Ant Group hopes to raise around USD$35 billion via the dual listing, making it the largest IPO in history ahead of Saudi Aramco’s previous $29 billion fund-raising.
The valuation would make Ant Group larger than Bank of America, and three times the value of Citibank.
The sources said that the Hong Kong Stock Exchange (HKSE) will conduct a hearing for Ant Group’s IPO as early as this week.
According to a report from IFR on 19 October the China Securities Regulatory Commission (CSRC) plans to give its approval to Ant Group’s Hong Kong IPO this week, for a listing just several days prior to the US presidential election.

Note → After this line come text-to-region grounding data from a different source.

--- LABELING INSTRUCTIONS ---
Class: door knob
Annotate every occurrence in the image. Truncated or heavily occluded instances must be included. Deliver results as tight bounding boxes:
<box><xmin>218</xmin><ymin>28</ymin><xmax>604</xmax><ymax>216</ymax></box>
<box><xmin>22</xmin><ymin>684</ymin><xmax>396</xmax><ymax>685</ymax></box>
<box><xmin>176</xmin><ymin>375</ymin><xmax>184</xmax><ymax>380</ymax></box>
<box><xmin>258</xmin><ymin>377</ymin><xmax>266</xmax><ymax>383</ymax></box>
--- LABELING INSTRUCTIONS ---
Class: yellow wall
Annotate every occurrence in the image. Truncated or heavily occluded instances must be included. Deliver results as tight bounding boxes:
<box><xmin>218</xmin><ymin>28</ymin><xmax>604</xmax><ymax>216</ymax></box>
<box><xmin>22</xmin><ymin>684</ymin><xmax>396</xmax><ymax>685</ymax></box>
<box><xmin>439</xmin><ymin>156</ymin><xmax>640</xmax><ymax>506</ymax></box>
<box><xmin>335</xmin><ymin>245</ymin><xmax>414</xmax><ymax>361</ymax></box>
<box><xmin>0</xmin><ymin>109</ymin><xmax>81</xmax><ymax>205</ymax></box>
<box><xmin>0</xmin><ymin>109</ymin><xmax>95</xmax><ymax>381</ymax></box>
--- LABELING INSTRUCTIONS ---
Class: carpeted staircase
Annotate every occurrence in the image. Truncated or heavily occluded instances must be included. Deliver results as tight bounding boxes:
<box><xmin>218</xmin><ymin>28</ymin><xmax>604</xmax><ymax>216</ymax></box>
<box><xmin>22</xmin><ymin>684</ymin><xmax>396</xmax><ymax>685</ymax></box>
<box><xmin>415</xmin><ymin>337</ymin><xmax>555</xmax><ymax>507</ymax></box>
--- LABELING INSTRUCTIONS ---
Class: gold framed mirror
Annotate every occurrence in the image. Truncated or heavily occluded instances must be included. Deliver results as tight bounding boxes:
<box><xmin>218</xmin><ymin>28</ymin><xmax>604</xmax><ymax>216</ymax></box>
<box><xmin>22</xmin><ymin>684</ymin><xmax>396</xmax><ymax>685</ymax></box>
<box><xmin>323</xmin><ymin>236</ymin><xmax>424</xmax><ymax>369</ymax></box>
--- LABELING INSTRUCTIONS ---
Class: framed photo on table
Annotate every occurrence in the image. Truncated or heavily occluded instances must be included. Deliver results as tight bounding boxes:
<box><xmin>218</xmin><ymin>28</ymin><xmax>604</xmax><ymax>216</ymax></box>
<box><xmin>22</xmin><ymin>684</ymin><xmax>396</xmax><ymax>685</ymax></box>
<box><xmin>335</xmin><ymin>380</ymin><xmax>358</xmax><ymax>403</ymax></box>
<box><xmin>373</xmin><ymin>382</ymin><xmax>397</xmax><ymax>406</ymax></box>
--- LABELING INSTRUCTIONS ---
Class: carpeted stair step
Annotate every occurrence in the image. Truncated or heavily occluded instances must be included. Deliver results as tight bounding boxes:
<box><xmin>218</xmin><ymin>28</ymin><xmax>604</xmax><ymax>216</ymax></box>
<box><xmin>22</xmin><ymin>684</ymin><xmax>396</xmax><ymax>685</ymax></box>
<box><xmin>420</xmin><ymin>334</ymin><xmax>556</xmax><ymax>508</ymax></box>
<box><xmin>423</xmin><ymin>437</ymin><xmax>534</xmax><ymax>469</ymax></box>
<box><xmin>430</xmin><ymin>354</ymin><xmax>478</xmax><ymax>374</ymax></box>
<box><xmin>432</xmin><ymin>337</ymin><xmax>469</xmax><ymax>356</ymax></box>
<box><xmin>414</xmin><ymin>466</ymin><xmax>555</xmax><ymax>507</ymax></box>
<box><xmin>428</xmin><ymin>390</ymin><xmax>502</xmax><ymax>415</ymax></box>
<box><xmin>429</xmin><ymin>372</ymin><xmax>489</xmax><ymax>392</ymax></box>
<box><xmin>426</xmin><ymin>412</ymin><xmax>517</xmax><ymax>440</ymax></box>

Barclays, Bank of China International and ICBC International have been selected as the book runners for Ant Group’s Hong Kong IPO, while China International Capital Corporation, Citibank, JPMorgan Chase and Morgan Stanley have been selected as IPO sponsors. Goldman Sachs and Credit Suisse will serve as global sales coordinators.
Ant Group’s IPO recently came under heightened scrutiny in China because of a potential conflict of interest with the exclusive sale of five investment funds via its Alipay platform. The funds are permitted to allocate 10% of investment to new shares in Ant Group, leading to concerns that the company could be “underwriting its own IPO.”